Use of deployed proxy on management cluster
To deploy a proxy on the management cluster, obtain the SOCKS5 proxy endpoint using:
proxy_service=$(kubectl get tunnelconnector -n ${namespace} ${connector} -o jsonpath='{.status.tunnelServer.serviceRef.name}')
socks_proxy=$(kubectl get service -n ${namespace} "${proxy_service}" -o jsonpath='{.spec.clusterIP}{":"}{.spec.ports[?(@.name=="proxy")].port}')
Provide the value of ${socks_proxy} as the SOCKS5 proxy to a proxy deployed on the management cluster. After setting service_endpoint to the service endpoint, on the management cluster run:
cat > nginx-proxy.yaml <<EOF
apiVersion: cert-manager.io/v1
kind: Certificate
metadata:
name: nginx-proxy-crt
spec:
secretName: nginx-proxy-crt-secret
dnsNames:
- nginx-proxy-service.${namespace}.svc.cluster.local
issuerRef:
group: cert-manager.io
kind: ClusterIssuer
name: kubernetes-ca
---
apiVersion: apps/v1
kind: Deployment
metadata:
name: nginx-proxy
labels:
app: nginx-proxy-deployment
spec:
replicas: 1
selector:
matchLabels:
app: nginx-proxy-app
template:
metadata:
labels:
app: nginx-proxy-app
spec:
containers:
- name: nginx-proxy
image: mesosphere/ghostunnel:v1.5.3-server-backend-proxy
args:
- "server"
- "--listen=:443"
- "--target=${service_endpoint}"
- "--cert=/etc/certs/tls.crt"
- "--key=/etc/certs/tls.key"
- "--cacert=/etc/certs/ca.crt"
- "--unsafe-target"
- "--disable-authentication"
env:
- name: ALL_PROXY
value: socks5://${socks_proxy}
ports:
- containerPort: 443
volumeMounts:
- name: certs
mountPath: /etc/certs
volumes:
- name: certs
secret:
secretName: nginx-proxy-crt-secret
---
apiVersion: v1
kind: Service
metadata:
name: nginx-proxy-service
spec:
selector:
app: nginx-proxy-app
type: ClusterIP
ports:
- targetPort: 443
port: 8765
EOF
kubectl apply -n ${namespace} -f nginx-proxy.yaml
kubectl rollout status deploy -n ${namespace} nginx-proxy
proxy_port=$(kubectl get service -n ${namespace} nginx-proxy-service -o jsonpath='{.spec.ports[0].port}')
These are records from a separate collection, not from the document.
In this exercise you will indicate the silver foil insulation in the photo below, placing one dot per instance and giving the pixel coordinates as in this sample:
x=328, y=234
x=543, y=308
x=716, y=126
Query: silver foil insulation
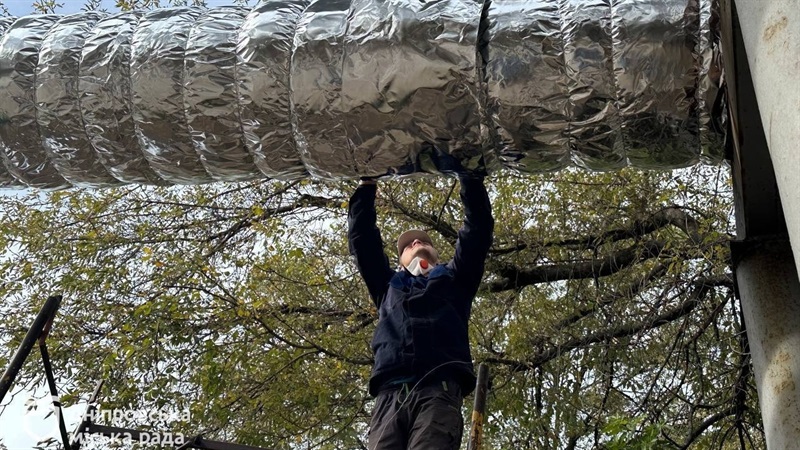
x=339, y=89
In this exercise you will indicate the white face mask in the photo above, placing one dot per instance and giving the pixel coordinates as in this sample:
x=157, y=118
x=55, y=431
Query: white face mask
x=419, y=266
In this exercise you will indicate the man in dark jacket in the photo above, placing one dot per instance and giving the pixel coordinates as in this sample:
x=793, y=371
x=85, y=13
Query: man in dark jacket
x=423, y=366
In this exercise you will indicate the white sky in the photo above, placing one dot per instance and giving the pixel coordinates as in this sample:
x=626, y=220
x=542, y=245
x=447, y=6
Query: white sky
x=20, y=430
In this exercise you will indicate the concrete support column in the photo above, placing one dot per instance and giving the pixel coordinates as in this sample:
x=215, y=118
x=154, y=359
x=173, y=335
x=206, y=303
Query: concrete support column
x=770, y=290
x=771, y=33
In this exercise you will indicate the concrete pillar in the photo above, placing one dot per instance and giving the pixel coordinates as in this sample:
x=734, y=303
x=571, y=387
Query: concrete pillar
x=771, y=34
x=770, y=290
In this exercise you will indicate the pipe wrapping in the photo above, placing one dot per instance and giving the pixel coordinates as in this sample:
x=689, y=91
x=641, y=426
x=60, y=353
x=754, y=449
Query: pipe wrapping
x=338, y=89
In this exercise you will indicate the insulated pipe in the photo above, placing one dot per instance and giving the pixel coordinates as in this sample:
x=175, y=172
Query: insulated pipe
x=339, y=89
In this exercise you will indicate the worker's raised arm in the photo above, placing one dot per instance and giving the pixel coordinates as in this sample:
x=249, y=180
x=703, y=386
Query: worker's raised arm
x=475, y=236
x=365, y=241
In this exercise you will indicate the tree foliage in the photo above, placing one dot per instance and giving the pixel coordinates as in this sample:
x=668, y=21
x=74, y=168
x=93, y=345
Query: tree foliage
x=606, y=315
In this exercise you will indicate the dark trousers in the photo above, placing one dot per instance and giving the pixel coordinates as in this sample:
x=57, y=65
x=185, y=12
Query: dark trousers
x=427, y=417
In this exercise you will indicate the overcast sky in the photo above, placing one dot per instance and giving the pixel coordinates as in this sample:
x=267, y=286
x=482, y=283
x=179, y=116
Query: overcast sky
x=20, y=430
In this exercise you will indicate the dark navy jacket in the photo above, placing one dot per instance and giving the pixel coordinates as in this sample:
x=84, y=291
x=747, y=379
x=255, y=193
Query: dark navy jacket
x=423, y=321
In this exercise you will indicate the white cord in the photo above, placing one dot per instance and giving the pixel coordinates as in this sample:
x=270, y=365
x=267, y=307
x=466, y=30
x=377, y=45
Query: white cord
x=408, y=395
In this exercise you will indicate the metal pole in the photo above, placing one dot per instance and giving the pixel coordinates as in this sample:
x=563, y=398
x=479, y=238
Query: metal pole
x=46, y=314
x=479, y=409
x=770, y=291
x=771, y=34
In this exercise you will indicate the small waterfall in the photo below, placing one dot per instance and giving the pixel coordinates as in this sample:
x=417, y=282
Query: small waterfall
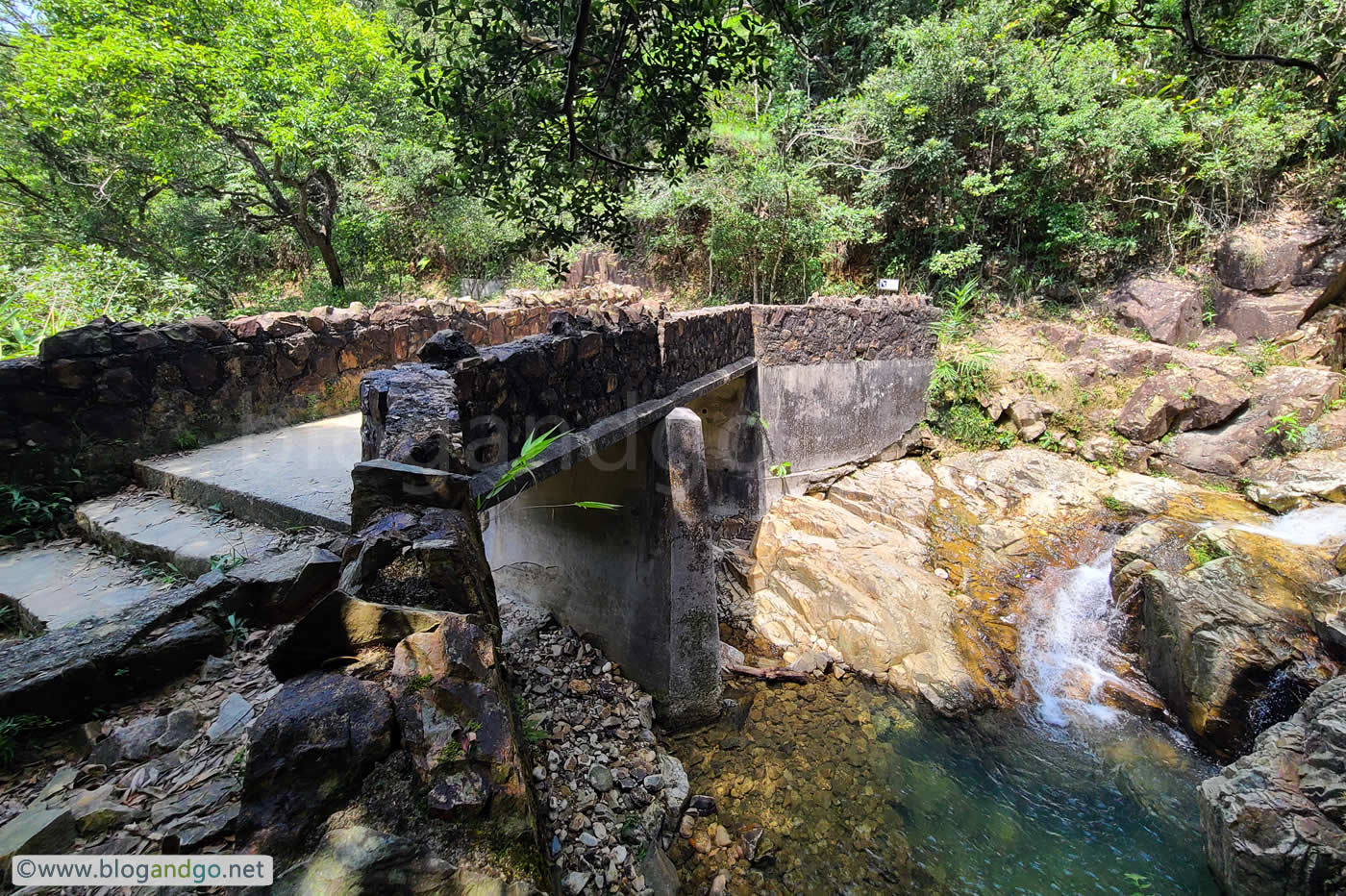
x=1309, y=526
x=1065, y=649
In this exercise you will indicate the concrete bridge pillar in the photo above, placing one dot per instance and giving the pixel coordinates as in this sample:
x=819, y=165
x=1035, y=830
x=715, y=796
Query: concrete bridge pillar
x=684, y=568
x=639, y=580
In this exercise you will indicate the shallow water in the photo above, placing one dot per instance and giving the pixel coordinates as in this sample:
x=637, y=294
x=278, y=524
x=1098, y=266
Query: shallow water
x=861, y=791
x=861, y=794
x=1003, y=806
x=1063, y=646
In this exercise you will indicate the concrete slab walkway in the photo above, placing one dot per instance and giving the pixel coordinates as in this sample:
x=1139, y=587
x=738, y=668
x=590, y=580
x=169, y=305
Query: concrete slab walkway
x=62, y=585
x=293, y=477
x=150, y=526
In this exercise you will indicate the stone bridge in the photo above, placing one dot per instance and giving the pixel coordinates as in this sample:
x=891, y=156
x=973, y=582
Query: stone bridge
x=668, y=425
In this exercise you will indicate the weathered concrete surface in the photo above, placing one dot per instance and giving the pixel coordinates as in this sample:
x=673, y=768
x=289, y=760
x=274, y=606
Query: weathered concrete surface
x=685, y=569
x=63, y=585
x=158, y=529
x=638, y=579
x=296, y=477
x=804, y=407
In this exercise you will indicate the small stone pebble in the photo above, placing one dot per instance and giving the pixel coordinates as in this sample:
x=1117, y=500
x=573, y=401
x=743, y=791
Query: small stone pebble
x=602, y=778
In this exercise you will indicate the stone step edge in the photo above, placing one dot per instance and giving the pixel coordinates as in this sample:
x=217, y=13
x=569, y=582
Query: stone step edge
x=253, y=509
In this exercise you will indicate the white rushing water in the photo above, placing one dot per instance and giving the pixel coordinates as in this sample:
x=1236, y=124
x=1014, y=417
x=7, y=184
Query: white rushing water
x=1063, y=647
x=1067, y=640
x=1309, y=526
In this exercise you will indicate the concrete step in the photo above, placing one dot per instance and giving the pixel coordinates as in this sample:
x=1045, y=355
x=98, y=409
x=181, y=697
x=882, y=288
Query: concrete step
x=64, y=583
x=292, y=477
x=150, y=528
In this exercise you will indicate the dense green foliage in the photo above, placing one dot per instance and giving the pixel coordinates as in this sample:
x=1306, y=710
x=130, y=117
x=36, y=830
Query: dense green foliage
x=161, y=158
x=556, y=107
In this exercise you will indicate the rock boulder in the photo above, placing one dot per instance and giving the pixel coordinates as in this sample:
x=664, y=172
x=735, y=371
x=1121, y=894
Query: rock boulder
x=1274, y=819
x=1167, y=309
x=1256, y=316
x=1271, y=256
x=1178, y=401
x=1232, y=642
x=312, y=745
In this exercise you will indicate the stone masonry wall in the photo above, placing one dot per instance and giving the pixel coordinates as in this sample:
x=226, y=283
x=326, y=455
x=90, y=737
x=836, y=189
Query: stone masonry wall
x=832, y=330
x=105, y=394
x=466, y=414
x=700, y=342
x=583, y=371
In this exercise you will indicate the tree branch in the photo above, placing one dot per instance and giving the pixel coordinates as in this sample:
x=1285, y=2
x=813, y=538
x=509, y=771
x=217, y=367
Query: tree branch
x=572, y=74
x=1198, y=47
x=628, y=165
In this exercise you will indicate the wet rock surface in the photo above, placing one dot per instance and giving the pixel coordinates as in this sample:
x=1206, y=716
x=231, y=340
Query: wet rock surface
x=147, y=778
x=919, y=576
x=1275, y=818
x=312, y=745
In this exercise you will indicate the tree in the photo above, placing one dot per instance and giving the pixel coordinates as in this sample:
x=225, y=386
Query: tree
x=258, y=104
x=558, y=107
x=1178, y=19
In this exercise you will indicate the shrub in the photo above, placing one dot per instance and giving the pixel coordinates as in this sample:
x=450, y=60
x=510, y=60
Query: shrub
x=69, y=286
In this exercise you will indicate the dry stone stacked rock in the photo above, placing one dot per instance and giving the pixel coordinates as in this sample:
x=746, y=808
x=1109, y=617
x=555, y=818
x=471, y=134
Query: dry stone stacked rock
x=105, y=394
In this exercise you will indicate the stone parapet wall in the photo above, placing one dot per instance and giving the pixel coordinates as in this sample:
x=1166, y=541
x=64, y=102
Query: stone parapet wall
x=574, y=377
x=589, y=367
x=700, y=342
x=105, y=394
x=838, y=330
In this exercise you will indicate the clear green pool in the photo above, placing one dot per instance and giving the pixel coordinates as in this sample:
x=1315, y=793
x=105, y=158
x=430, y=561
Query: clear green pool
x=860, y=792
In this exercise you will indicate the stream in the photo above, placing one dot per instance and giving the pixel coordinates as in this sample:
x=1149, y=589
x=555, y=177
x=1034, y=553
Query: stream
x=860, y=790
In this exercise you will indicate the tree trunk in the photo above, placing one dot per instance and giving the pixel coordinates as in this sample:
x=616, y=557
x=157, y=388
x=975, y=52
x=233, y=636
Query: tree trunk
x=323, y=243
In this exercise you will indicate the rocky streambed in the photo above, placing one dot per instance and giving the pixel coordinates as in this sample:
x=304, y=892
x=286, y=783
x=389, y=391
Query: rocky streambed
x=1023, y=667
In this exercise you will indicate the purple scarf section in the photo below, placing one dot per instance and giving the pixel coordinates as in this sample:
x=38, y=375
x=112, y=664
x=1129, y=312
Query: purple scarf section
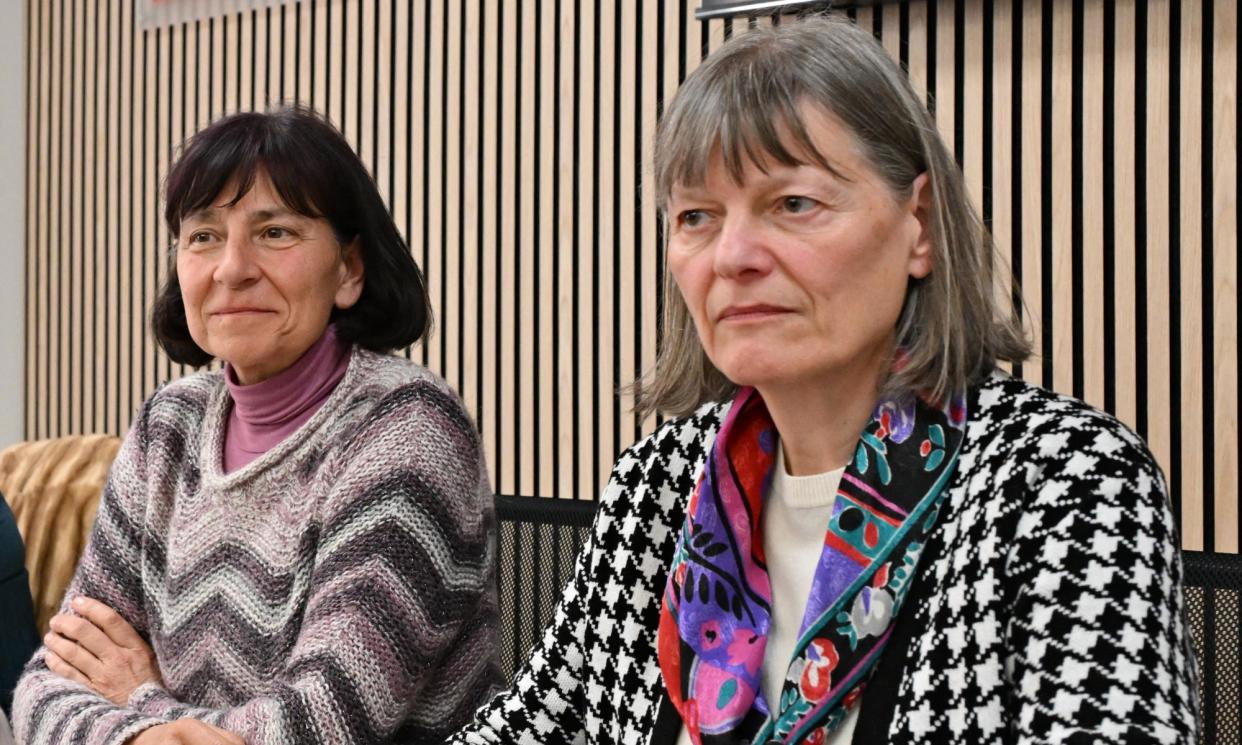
x=717, y=607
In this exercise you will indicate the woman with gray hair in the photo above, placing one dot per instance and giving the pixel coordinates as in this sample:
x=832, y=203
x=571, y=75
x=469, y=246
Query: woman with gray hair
x=857, y=528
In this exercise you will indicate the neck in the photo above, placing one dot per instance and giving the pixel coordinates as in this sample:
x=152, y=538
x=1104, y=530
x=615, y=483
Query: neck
x=819, y=422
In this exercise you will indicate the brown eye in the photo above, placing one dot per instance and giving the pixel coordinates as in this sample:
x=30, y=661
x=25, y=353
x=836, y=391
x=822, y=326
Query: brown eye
x=692, y=217
x=198, y=239
x=797, y=205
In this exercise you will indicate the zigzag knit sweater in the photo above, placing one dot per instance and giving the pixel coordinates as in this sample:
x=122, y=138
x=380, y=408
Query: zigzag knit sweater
x=339, y=589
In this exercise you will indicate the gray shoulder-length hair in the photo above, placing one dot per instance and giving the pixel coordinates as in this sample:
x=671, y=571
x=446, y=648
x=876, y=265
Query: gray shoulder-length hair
x=747, y=102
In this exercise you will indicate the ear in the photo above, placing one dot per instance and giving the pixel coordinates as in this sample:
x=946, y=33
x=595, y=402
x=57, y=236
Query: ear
x=922, y=252
x=352, y=273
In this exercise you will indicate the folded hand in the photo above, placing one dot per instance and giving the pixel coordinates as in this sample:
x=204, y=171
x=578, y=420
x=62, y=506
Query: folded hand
x=186, y=731
x=99, y=650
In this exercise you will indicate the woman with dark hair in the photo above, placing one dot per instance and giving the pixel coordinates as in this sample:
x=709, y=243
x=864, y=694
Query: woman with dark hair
x=298, y=548
x=855, y=528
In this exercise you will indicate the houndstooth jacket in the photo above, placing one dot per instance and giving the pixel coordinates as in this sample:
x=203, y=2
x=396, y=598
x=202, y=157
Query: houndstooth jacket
x=1048, y=607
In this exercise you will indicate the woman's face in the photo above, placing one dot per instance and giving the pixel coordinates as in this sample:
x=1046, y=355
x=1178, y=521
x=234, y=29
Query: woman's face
x=260, y=281
x=796, y=277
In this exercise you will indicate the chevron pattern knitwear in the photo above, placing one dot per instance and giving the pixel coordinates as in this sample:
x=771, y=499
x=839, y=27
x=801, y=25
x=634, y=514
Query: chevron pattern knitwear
x=1047, y=607
x=339, y=589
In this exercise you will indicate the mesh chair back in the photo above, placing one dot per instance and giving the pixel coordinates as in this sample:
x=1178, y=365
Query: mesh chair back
x=1214, y=601
x=539, y=543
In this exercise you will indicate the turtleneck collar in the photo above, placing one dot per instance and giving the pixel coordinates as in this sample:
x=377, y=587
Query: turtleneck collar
x=266, y=412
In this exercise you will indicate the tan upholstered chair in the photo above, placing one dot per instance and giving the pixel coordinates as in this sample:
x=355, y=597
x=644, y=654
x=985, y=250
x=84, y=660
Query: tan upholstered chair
x=54, y=489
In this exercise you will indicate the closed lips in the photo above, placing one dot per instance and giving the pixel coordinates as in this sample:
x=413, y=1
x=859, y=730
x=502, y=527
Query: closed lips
x=756, y=311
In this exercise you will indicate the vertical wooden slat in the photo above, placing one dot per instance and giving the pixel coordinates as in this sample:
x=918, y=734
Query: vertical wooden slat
x=1092, y=206
x=973, y=104
x=1225, y=303
x=1158, y=289
x=1032, y=165
x=1005, y=67
x=1187, y=294
x=606, y=225
x=527, y=286
x=626, y=205
x=585, y=247
x=92, y=224
x=1124, y=216
x=648, y=277
x=1063, y=154
x=545, y=302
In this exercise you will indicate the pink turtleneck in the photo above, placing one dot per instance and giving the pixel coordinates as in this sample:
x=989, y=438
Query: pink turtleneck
x=266, y=412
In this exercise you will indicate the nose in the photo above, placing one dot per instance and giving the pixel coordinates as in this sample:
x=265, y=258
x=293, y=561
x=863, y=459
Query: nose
x=236, y=266
x=742, y=248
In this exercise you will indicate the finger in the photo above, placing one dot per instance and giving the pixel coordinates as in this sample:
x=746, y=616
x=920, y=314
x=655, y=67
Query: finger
x=200, y=731
x=72, y=653
x=82, y=631
x=109, y=621
x=63, y=669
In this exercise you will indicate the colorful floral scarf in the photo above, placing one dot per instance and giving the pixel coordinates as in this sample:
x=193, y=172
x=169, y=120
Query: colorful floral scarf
x=717, y=605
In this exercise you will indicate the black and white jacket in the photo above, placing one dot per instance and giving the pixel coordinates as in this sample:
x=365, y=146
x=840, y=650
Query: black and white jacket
x=1048, y=607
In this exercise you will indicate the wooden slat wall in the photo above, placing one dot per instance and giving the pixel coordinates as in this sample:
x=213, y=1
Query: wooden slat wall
x=512, y=138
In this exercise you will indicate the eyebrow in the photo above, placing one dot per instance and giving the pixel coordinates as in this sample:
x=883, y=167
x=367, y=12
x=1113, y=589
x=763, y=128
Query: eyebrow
x=209, y=214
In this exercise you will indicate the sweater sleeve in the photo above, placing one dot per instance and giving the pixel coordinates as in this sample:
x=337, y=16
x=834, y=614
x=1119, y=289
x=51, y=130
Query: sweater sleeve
x=1098, y=642
x=399, y=633
x=49, y=709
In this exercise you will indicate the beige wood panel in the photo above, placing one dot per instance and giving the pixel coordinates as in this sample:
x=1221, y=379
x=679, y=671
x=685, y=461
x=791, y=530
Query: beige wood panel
x=1189, y=296
x=1225, y=253
x=1092, y=148
x=1062, y=199
x=1032, y=198
x=1123, y=181
x=1004, y=71
x=1159, y=324
x=514, y=150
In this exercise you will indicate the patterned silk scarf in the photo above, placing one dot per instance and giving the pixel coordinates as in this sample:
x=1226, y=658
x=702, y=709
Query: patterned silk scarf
x=717, y=605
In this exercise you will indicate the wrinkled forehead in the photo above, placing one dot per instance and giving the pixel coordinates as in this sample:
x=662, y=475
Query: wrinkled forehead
x=739, y=138
x=219, y=194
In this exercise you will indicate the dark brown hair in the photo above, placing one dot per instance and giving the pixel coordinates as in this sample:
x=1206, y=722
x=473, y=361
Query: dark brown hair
x=317, y=174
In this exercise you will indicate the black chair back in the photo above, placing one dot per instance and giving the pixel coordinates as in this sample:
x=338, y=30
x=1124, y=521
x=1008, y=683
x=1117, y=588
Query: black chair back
x=1214, y=602
x=539, y=543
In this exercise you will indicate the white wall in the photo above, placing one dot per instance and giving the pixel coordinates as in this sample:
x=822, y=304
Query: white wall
x=13, y=216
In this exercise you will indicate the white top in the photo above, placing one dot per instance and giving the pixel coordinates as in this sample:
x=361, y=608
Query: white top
x=795, y=520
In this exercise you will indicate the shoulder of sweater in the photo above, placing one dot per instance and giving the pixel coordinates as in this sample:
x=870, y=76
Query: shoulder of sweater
x=395, y=404
x=185, y=397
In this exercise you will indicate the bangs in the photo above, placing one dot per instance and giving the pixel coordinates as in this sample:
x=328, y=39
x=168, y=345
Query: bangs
x=234, y=155
x=749, y=109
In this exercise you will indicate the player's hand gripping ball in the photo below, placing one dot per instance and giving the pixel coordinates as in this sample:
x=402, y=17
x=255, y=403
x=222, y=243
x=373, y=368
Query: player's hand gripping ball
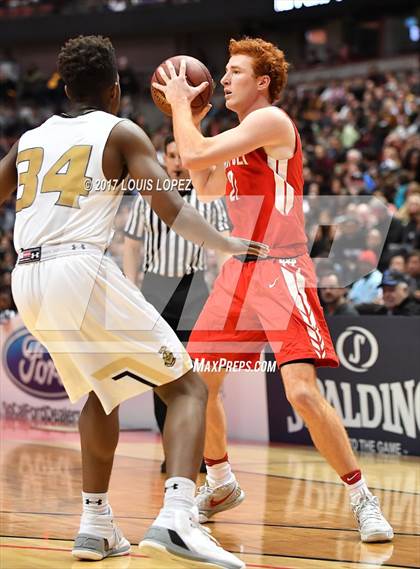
x=196, y=73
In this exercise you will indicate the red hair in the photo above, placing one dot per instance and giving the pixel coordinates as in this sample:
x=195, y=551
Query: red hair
x=268, y=59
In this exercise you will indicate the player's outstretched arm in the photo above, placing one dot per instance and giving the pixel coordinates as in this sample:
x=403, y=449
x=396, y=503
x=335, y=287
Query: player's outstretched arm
x=210, y=184
x=8, y=174
x=139, y=156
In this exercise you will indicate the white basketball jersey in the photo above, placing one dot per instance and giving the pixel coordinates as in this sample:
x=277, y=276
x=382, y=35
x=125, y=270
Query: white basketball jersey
x=63, y=195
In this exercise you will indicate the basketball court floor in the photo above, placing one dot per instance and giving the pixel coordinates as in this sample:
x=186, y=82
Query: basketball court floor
x=296, y=514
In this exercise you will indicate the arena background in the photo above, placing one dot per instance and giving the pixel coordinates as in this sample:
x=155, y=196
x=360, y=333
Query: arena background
x=353, y=92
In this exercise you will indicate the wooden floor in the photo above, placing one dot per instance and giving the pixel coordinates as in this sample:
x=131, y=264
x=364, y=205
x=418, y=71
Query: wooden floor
x=295, y=516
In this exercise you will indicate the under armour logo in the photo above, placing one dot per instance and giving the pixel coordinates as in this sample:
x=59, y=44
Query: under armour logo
x=174, y=487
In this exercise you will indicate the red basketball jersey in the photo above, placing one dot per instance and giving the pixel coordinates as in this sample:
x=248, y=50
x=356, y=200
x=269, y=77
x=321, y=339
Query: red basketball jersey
x=264, y=200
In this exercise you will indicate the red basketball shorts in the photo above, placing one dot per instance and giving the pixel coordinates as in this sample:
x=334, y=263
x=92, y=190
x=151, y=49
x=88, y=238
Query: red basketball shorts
x=252, y=303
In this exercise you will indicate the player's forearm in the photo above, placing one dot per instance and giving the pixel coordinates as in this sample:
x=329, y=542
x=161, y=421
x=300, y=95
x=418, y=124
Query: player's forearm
x=190, y=225
x=191, y=143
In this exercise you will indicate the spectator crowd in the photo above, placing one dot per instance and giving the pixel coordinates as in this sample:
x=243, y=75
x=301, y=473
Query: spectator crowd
x=361, y=177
Any client running on the management cluster can now access the service running on the managed cluster using the proxy service endpoint. Note in the following that the curl job runs in the same namespace as the proxy, to provide access to the CA certificate secret.
cat > curl.yaml <<EOF
apiVersion: batch/v1
kind: Job
metadata:
name: curl
spec:
template:
spec:
containers:
- name: curl
image: curlimages/curl:7.76.0
command:
- curl
- --silent
- --show-error
- --cacert
- /etc/certs/ca.crt
- https://nginx-proxy-service.${namespace}.svc.cluster.local:${proxy_port}
volumeMounts:
- name: certs
mountPath: /etc/certs
volumes:
- name: certs
secret:
secretName: nginx-proxy-crt-secret
restartPolicy: Never
backoffLimit: 4
EOF
kubectl apply -n ${namespace} -f curl.yaml
kubectl wait --for=condition=complete --timeout=5m job -n ${namespace} curl
podname=$(kubectl get pods -n ${namespace} --selector=job-name=curl --field-selector=status.phase=Succeeded -o jsonpath='{.items[0].metadata.name}')
kubectl logs -n ${namespace} ${podname}
The final command returns the same output as the job on the managed cluster, demonstrating that the job on the management cluster accessed the service running on the managed cluster.